The type of equipment is electronic but it would only be used to clean the surfaces of such things like a Boss DS-1 distortion effect pedal and Roland vs-2400 recording studio:

A couple of links to pictures of the equipment:

VINTAGE BOSS DS-1 DISTORTION PEDAL BLACK JAPAN 1986 | eBay

ROLAND VS-2400 CD DIGITAL MULTI TRACK RECORDING STUDIO & VS8F-2 2000 2480 | eBay

At the moment we are using polish but as you can imagine is a pain when trying to get into tight areas where a cloth doesn't reach. So my questions is does anyone have any sort of advise at to what I should be looking for which would be powerful enough to take dirt off but not strip the surfaces (both plastic and metal) and it would have to be an electric air compressor as it is indoors.

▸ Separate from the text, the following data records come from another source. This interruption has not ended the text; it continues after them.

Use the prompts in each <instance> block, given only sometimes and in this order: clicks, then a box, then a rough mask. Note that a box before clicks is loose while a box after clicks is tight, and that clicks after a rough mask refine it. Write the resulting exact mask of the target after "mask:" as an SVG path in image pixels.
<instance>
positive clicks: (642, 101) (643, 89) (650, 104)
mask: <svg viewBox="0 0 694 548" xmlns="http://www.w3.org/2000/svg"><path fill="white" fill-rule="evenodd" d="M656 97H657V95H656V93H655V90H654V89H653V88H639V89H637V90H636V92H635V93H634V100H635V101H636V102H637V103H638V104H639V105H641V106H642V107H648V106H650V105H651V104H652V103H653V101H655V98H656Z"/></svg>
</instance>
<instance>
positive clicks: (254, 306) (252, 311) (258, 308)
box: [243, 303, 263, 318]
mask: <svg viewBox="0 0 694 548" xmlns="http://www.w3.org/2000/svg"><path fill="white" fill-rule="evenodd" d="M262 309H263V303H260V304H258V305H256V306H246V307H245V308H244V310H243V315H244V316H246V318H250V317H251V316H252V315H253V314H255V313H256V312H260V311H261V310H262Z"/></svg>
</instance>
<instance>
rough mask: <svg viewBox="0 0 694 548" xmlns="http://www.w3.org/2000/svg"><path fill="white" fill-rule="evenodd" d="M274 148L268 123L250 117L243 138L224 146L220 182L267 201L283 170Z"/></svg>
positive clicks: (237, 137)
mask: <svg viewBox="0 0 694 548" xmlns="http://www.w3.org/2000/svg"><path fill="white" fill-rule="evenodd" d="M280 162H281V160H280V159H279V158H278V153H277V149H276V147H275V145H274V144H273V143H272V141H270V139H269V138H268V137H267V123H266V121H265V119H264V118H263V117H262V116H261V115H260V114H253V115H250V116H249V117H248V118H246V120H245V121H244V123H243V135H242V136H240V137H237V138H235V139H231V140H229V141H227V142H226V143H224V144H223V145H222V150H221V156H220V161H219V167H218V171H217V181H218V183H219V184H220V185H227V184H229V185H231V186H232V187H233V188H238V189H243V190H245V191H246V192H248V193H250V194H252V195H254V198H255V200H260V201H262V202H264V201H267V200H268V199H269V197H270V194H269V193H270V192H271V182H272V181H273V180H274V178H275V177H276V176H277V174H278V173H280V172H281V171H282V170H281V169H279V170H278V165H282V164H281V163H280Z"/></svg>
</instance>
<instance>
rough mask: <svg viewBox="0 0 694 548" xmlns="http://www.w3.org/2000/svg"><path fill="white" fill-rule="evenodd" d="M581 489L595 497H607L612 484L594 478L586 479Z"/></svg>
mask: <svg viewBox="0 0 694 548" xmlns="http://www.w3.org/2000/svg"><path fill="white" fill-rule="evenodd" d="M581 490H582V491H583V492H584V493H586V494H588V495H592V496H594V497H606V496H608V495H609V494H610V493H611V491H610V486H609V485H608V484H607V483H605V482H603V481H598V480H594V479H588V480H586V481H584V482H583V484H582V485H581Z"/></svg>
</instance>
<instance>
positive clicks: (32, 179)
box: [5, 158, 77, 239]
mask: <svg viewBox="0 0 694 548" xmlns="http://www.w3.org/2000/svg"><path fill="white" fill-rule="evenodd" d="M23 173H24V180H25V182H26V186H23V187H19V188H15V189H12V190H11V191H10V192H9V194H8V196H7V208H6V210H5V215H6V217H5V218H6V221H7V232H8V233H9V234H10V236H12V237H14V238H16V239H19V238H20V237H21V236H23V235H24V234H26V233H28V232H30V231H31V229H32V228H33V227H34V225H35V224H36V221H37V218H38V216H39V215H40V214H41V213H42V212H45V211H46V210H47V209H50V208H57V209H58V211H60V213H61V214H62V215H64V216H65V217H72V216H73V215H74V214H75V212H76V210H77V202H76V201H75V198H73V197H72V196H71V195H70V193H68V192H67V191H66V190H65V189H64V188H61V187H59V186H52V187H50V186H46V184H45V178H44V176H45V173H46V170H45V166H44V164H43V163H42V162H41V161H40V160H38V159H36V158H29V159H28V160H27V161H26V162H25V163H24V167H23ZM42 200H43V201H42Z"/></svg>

Any help would be greatly appreciated and would save us hours every weeks!

Kind Regards Patrick


----------



## Romore (Dec 18, 2012)

I would suggest a can of compressed air from a hobby shop for your application. Impurities and too much pressure could do more harm than good.


----------



## Patrick (Dec 30, 2012)

Compressed air cans is quite an expensive solution. I've been told compressed air with a water filter is a good option but wouldn't know what sort of pressure it would been to be. I've tried an 8 bar compressor but this isnt powerful enough.

Any suggestions?


----------



## eurekapsycrille (Jan 31, 2013)

Air compressor can be a good idea in cleaning those gadgets. Or you can simply use a vacuum cleaner in order to suck dust that are stuck within the small parts of those gadgets.


----------



## shanonmethod (Nov 13, 2013)

I suggest vacuum machine for cleaning.
Product (VINTAGE BOSS DS-1 DISTORTION PEDAL BLACK JAPAN) needs to laminate.if you laminates it then it is more safe for cleaning.After few months change it's laminate cover.


----------